The United States is rapidly opening a niche to fill the void left by the reduction in shipments from OPEC countries. Last year, US oil exports to China were insignificant. By 2016, companies shipped on average only 10,000 barrels a day to China, less than two supertankers all year round.
The United States ranked 32nd on the list of Chinese import sources in 2016, according to data from Chinese customs authorities, below Mongolia and Sudan and just above Yemen, a war-torn country.
But, that all changed drastically this year. US crude oil exports to China surpassed sales from OPEC countries such as Libya and China's neighbors such as Vietnam, Kazakhstan and Australia.
The upward trend continued for the first seven months of 2017. Sales averaged 131,000 barrels per day in that period, but in the last four months, the daily average exceeded 200,000 barrels. That is enough to bring the United States to the 11th spot in China's oil supplier ranking, which puts the country barely behind OPEC heavyweights like Venezuela, Kuwait and the United Arab Emirates.

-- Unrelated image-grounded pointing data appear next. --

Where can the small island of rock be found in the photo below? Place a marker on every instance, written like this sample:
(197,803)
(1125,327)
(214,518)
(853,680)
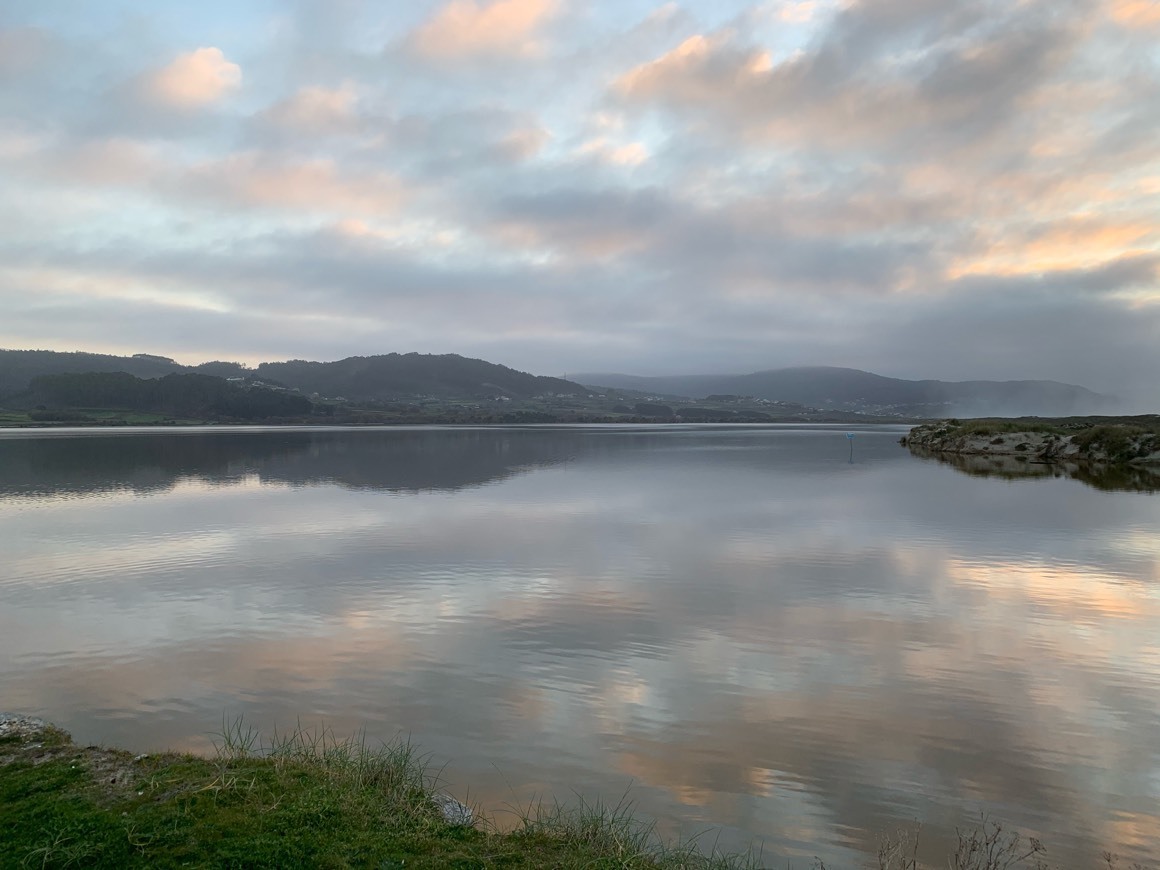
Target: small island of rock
(1133,440)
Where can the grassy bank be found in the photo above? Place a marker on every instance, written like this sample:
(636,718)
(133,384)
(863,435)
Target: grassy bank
(304,799)
(307,799)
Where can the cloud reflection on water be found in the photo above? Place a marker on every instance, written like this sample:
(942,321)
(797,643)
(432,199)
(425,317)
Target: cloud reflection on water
(755,633)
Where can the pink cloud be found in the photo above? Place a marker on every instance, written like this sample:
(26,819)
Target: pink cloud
(469,28)
(310,186)
(194,79)
(316,109)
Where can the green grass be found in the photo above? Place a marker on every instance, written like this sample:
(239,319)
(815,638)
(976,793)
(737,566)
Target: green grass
(303,799)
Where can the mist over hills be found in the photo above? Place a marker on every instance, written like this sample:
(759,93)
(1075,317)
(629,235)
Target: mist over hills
(389,376)
(862,391)
(449,376)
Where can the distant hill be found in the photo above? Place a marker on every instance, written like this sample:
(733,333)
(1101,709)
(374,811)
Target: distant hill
(393,376)
(862,391)
(390,376)
(17,368)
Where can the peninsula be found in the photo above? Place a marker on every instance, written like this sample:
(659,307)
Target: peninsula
(1104,440)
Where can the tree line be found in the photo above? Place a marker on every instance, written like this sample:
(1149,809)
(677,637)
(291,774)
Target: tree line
(188,396)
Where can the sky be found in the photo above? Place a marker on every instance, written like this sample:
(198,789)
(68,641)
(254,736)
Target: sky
(921,188)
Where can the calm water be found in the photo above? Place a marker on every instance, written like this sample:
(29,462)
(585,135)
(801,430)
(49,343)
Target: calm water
(758,635)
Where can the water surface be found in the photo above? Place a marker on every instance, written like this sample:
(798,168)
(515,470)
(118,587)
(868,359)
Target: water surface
(755,630)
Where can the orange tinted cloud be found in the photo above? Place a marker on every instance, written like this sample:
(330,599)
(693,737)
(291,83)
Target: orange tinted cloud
(194,79)
(1136,13)
(1070,245)
(465,28)
(310,186)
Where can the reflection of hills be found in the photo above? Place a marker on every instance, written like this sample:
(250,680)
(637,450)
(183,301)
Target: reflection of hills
(1109,478)
(405,461)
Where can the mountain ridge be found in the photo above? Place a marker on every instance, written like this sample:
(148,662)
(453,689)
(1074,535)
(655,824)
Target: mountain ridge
(826,386)
(388,377)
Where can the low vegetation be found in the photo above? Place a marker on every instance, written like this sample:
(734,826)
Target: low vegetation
(304,799)
(309,799)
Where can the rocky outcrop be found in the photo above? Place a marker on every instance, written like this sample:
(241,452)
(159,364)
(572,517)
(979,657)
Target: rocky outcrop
(1106,443)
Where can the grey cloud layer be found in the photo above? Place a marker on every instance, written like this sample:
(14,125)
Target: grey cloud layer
(919,187)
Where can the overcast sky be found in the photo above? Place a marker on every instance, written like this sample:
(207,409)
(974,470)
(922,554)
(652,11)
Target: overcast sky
(922,188)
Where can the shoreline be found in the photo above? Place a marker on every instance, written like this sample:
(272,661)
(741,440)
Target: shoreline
(1131,441)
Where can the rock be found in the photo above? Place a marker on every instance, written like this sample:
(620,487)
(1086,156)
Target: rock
(454,812)
(16,725)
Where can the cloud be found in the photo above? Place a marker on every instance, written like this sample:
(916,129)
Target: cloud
(1136,13)
(316,109)
(476,28)
(258,180)
(194,79)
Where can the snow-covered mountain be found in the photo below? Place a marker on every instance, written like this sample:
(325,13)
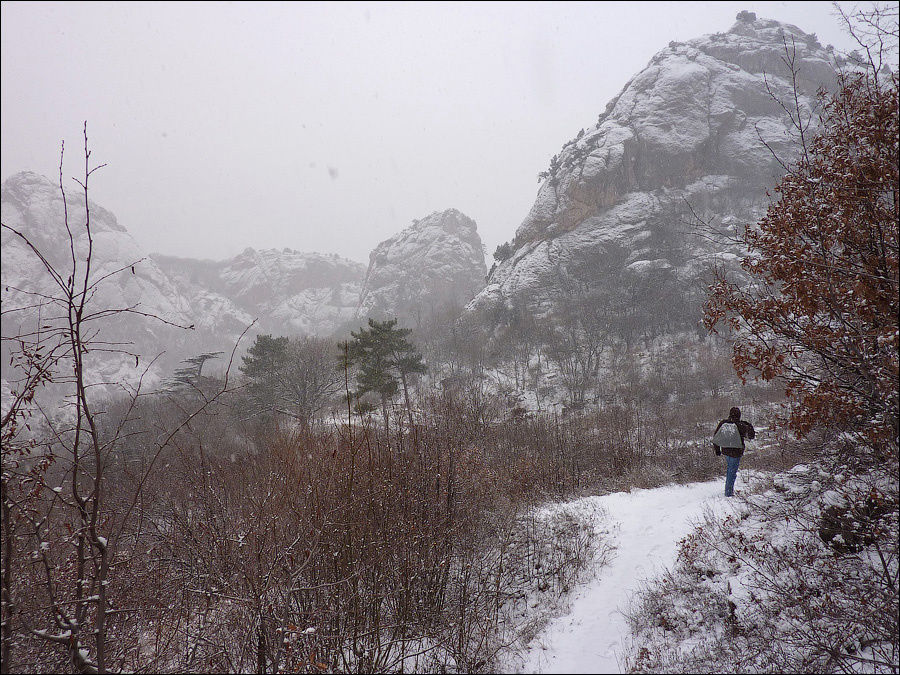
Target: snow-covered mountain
(435,264)
(691,135)
(287,291)
(33,205)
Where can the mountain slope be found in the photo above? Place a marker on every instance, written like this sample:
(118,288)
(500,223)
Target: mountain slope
(435,264)
(692,134)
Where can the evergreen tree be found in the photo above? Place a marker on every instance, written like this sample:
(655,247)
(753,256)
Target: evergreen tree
(385,359)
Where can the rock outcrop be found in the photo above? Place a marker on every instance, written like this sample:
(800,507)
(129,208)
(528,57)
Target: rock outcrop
(286,291)
(433,266)
(693,136)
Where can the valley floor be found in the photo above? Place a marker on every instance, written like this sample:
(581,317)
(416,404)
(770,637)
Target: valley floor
(645,527)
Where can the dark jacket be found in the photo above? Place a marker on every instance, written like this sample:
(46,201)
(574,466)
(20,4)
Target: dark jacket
(745,429)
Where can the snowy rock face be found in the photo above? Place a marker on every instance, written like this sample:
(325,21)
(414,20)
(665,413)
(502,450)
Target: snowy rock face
(435,264)
(687,137)
(34,206)
(286,291)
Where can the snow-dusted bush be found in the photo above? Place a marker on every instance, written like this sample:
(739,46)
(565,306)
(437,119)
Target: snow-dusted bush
(765,590)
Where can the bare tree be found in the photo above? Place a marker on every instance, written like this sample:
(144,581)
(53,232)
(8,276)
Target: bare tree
(61,535)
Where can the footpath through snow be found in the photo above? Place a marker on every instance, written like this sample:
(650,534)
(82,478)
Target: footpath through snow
(645,526)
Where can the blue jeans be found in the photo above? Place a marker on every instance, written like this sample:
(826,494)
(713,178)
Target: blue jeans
(732,464)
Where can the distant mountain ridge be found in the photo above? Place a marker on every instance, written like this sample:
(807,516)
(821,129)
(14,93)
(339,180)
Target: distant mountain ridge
(686,137)
(434,265)
(285,292)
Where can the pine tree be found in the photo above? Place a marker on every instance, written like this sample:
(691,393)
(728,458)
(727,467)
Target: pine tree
(385,359)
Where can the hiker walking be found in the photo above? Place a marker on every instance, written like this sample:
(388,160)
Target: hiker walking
(729,439)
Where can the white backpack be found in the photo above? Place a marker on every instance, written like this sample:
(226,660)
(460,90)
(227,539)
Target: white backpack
(728,436)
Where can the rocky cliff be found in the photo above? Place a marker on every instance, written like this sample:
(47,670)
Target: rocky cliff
(695,136)
(286,291)
(432,266)
(289,292)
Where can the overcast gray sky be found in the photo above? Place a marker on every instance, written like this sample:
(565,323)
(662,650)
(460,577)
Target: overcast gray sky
(326,127)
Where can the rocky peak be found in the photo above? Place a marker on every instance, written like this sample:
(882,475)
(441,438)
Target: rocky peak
(434,264)
(688,133)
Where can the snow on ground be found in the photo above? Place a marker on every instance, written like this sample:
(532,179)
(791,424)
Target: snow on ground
(646,526)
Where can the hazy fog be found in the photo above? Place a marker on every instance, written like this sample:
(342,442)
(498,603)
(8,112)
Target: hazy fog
(326,127)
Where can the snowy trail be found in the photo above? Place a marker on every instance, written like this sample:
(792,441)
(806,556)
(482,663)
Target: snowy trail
(647,525)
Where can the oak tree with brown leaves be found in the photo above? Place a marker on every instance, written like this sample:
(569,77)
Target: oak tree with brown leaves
(820,311)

OPEC's bid to raise prices by restricting production, coupled with China's seemingly insatiable greed for imported oil, has undoubtedly helped open up a market for US suppliers. They have also seen a drop in transport costs and ever larger rebates for US reference crude oil, the WTI, for both North Sea Brent, which is used as a price reference for West African varieties, as the Oman / Dubai average, which is used to fix the price of exports from the Middle East to Asia.
USA is likely to rise in the rankings as producers seek a way out of rising production volumes, remains a net importer of crude oil. This could be music to the ears of US President Donald Trump, as rising oil sales will help reduce the trade deficit with China.
But it will not be so pleasing to the OPEC countries, which have long seen China and other emerging Asian countries as their most important markets. Nor is it helping to reduce world stocks. While the volume stored in the US is declining, the volume in China continues to increase.
China's trade in crude oil and refined products increased by 16.5 million barrels, or 5%, since the beginning of the year. Strategic stocks, which are not reported, almost certainly have also grown. This is not exactly the rebalancing that OPEC is trying to achieve.
As oil demand is stagnating in the developed world, OPEC producers have turned to Asia, securing markets with investments in refining capacity and storage in the region.
Saudi Arabia has already given Russia its place as the largest oil supplier to China and this year has also seen how OPEC member Angola came in second. And it will be difficult to recover that first place: Russia seems able to consolidate its position as the largest supplier of crude oil to China once the second tranche of an oil pipeline connecting East China's oil fields with refineries Chinese
These pipelines will allow Russian producers to ship another 300,000 barrels per day of Siberian crude directly to China. The flow of US oil to China remains vulnerable to any increase in transportation costs or the reduction of the price differential with respect to other world reference varieties.